Me and my bike Me and my bike

Me and my bike

Buggy on front with child seat inside Infant Seat attached to Handlebars
Child seat on back

From Top Left: Buggy on front with child seat inside, Infant Seat attached to Handlebars, Child seat on back

Traffic lanes: First, note my bike with pink saddle cover on left on pavement; then cycle lane; then parking lane; then two lanes of car traffic; then cycle lane and pavement on other side of road.

Traffic lanes: First, note my bike with pink saddle cover on left on pavement; then cycle lane; then parking lane; then two lanes of car traffic; then cycle lane and pavement on other side of road.

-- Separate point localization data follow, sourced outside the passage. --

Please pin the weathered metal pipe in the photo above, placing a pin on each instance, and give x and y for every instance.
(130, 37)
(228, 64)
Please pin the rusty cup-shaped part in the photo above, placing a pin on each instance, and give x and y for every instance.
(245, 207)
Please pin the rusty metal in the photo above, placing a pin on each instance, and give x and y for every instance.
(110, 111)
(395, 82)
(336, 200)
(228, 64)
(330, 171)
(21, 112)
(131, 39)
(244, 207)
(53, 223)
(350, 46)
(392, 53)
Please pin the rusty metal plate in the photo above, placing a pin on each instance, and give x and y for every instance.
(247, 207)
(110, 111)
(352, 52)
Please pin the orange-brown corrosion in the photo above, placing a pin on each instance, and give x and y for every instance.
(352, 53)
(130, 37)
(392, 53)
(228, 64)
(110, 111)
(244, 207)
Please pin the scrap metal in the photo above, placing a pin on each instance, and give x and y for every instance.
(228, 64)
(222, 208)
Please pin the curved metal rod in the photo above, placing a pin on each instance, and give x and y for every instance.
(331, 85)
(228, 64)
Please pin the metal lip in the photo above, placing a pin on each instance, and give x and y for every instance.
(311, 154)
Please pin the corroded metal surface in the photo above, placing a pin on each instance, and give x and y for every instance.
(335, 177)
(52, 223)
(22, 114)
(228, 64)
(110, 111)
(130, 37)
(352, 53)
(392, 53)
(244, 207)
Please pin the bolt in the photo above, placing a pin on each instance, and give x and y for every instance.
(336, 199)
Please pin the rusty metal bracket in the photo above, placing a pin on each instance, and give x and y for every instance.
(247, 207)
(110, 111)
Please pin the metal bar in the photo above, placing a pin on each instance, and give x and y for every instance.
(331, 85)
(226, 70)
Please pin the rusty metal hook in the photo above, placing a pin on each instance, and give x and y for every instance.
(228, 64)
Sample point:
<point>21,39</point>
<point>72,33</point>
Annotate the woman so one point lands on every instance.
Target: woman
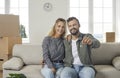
<point>53,50</point>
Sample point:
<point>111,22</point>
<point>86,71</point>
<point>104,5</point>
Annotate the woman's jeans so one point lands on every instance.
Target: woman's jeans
<point>47,73</point>
<point>78,71</point>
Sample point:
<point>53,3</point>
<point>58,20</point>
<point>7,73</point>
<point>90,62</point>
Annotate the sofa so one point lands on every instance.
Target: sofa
<point>26,60</point>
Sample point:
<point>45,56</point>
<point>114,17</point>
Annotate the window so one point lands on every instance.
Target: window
<point>95,16</point>
<point>17,7</point>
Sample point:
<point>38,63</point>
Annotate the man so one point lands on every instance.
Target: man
<point>77,52</point>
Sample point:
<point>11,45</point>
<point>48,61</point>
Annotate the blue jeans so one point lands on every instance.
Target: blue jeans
<point>78,71</point>
<point>47,73</point>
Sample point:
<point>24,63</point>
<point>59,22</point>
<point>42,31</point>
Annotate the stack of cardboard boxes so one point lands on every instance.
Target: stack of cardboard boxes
<point>9,36</point>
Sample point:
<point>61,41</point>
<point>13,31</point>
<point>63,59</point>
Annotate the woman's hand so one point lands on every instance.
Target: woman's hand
<point>53,70</point>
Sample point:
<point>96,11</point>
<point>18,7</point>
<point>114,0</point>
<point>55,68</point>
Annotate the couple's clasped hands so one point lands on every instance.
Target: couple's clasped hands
<point>86,40</point>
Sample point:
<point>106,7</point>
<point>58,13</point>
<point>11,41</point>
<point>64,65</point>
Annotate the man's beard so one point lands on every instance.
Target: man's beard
<point>74,33</point>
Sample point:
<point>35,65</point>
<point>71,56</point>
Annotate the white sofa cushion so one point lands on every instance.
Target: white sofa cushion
<point>116,62</point>
<point>13,64</point>
<point>31,54</point>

In the attic of our house in Haarlem, there are two inscriptions written on the wooden rafters. One reads: “Overnacht 8 December 1944 voor razzia door de moffen C van E K Nielshout” The other inscription (in the same handwriting) reads: “Hotel de onderduiker”

Here’s the context and the explanation: Arbeidsinzet was the name for the often forced integration into the German war economy of laborers from the occupied territories during World War II. In Dutch, the term was then literally translated as "forced labor". A “razzia” was a Nazi raid on Jews and Dutch citizens – often to fulfill workcamp quotas. Dutch citizens often hid to avoid this forced labor, and an ‘onderduiker’ is a ‘person in hiding’. In Dutch, the most common term for the German people, after the regular/official one, is "mof” (plural is “moffen"). It is regarded as a derogatory term, used exclusively for Germans, and reflected Dutch resentment of the German occupation of the Netherlands during the Second World War. In Haarlem, in early December 1944, a number of razzias were carried out to find Dutch men to conscript into the German workforce. 1300 men were taken in these “Santa Claus raids”. Obviously, one or more people hid in the attic of this house in early December 1944 to escape conscription. The woman who owns the house managed to make contact with the son of one of the people who hid here, and he has been to the house to see his father’s inscription.

Overnacht 8 December 1944 Hotel de Onderduiker

From Left to Right: Overnacht 8 December 1944, Hotel de Onderduiker

It has become apparent to us that the Holocaust is still very much in view in France and Holland, and an issue that is frequently discussed. Our friends, Denny and Helma Borsboom, who are in their 30s, said that their parents are still preoccupied with what the occupation (and the collusion between parts of the government and the Nazis) means for the nation. I got that impression from the tour guides in Paris as well. It makes me realize how very isolated we are from the effects of WW2. While we pay our respects to those of our own nations who died in WW2, we are not burdened by the guilt and terror that the occupied countries have had to deal with.